Réanimation Polyvalente, CHU Dupuytren, 2 Avenue Martin-Luther King, 87042, Limoges, France.
Laboratoire de Bactériologie-Virologie-Hygiène, CHU de Limoges, Limoges, France.
BMC Infect Dis. 2022 Apr 9;22(1):355. doi: 10.1186/s12879-022-07328-z.
Capnocytophaga canimorsus infection happens frequently in immunosuppressed patients with reported domestic animal bites. Clinical presentation ranges from simple cellulitis to fulminant septic shock with disseminated intravascular coagulopathy, with an overall mortality of 30%. Conventional blood culture is often negative as this is a slow-growing pathogen. Nevertheless, the increasing use of 16S rRNA gene amplification and Sanger sequencing allows a much more rapid diagnostic confirmation. We present two case reports where 16S rRNA gene sequencing helped to diagnose Capnocytophaga canimorsus infection.
Case 1: A 53-year-old man with a history of non-cirrhotic chronic alcohol consumption was admitted to the intensive care unit (ICU) for septic shock and disseminated intravascular coagulopathy (DIC) of unknown origin. Blood cultures remained negative and a 16S rRNA PCR was performed leading to the identification of Capnocytophaga Canimorsus on day 4. Targeted antibiotic therapy with ceftriaxone for 14 days lead to overall recovery. Afterwards, the patient recalled a dog bite 2 days before hospitalization with a punctiform necrotic wound localized on a finger, which was not obvious at admission. Case 2: A 38-year-old man arrived to the emergency department for acute alcohol intoxication and history of a dog bite 2 days before. At admission, septic shock with purpura fulminans was diagnosed and required ICU hospitalization, invasive mechanical ventilation, vasopressor support and renal replacement therapy due to the rapid clinical deterioration. In the context of septic shock with purpura fulminans, DIC and recent dog bite, the diagnosis of Capnocytophaga canimorsus septic shock was suspected, and early confirmed by 16S rRNA PCR coupled to Sanger sequencing on day 2. Blood cultures became only positive for Capnocytophaga canimorsus 5 days after admission. Ceftriaxone alone was infused for 10 days in total, and the patient was discharged from the ICU on day 25.

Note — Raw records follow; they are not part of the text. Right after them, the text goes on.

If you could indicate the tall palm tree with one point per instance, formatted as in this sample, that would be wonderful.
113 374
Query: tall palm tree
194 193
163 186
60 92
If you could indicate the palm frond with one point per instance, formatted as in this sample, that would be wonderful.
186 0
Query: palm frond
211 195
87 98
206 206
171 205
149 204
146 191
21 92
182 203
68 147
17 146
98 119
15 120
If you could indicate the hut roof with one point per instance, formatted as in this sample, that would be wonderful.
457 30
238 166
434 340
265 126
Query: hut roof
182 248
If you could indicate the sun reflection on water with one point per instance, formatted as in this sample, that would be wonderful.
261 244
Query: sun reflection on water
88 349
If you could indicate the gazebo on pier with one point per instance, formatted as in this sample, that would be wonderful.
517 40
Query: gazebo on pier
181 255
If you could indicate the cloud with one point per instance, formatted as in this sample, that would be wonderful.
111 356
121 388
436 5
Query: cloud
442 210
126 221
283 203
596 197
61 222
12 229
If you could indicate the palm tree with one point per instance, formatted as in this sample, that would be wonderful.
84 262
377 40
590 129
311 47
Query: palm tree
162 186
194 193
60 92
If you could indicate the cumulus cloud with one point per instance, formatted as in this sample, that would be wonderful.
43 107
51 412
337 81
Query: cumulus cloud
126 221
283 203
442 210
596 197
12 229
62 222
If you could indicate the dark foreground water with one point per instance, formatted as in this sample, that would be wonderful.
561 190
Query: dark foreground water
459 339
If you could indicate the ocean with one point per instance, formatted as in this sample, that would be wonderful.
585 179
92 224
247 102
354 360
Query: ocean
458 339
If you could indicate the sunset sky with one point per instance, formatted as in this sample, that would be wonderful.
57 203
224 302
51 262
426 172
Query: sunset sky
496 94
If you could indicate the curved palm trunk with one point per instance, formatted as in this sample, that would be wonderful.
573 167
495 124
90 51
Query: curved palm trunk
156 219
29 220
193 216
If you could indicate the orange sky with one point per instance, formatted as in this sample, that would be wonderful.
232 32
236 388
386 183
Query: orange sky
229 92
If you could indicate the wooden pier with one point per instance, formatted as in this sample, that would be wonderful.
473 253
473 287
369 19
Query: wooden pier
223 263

16S rRNA gene PCR proves an important diagnostic tool when facing a sepsis of unknown origin. In these two cases of septic shock related to Capnocytophaga canimorsus, initial blood cultures remained negative at 24 h, whereas the diagnosis was achieved by 16S rRNA PCR sequencing performed from blood samples obtained at admission.
嗜二氧化碳噬纤维菌感染常发生于伴有家养动物咬伤的免疫抑制患者,临床表现从单纯蜂窝织炎到伴有弥散性血管内凝血的暴发性败血性休克不等,总死亡率为 30%。由于这是一种生长缓慢的病原体,常规血培养通常为阴性。然而,16S rRNA 基因扩增和 Sanger 测序的广泛应用使得诊断确认更为迅速。我们报告了两例 16S rRNA 基因测序有助于诊断嗜二氧化碳噬纤维菌感染的病例。
病例 1:一名 53 岁男性,有非肝硬化性慢性酒精消耗史,因不明原因的败血性休克和弥散性血管内凝血(DIC)被收入重症监护病房(ICU)。血培养仍为阴性,进行 16S rRNA PCR 检测,第 4 天鉴定出嗜二氧化碳噬纤维菌。使用头孢曲松治疗 14 天的靶向抗生素治疗导致整体康复。随后,患者回忆起住院前 2 天被狗咬伤,手指上有一个点状坏死性伤口,但在入院时并不明显。病例 2:一名 38 岁男性因急性酒精中毒和 2 天前被狗咬伤就诊于急诊部。入院时,诊断为败血性休克伴紫癜性休克,由于临床迅速恶化,需要入住 ICU、接受有创机械通气、升压药支持和肾脏替代治疗。在伴有紫癜性休克、DIC 和近期狗咬伤的败血性休克背景下,怀疑诊断为嗜二氧化碳噬纤维菌败血性休克,并在第 2 天通过 16S rRNA PCR 与 Sanger 测序早期确诊。血培养在入院后第 5 天才仅对嗜二氧化碳噬纤维菌呈阳性。总共输注头孢曲松 10 天,患者于第 25 天从 ICU 出院。
16S rRNA 基因 PCR 在面对不明原因的脓毒症时是一种重要的诊断工具。在这两例与嗜二氧化碳噬纤维菌相关的败血性休克中,初始血培养在 24 小时内仍为阴性,而通过对入院时采集的血样进行 16S rRNA PCR 测序获得诊断。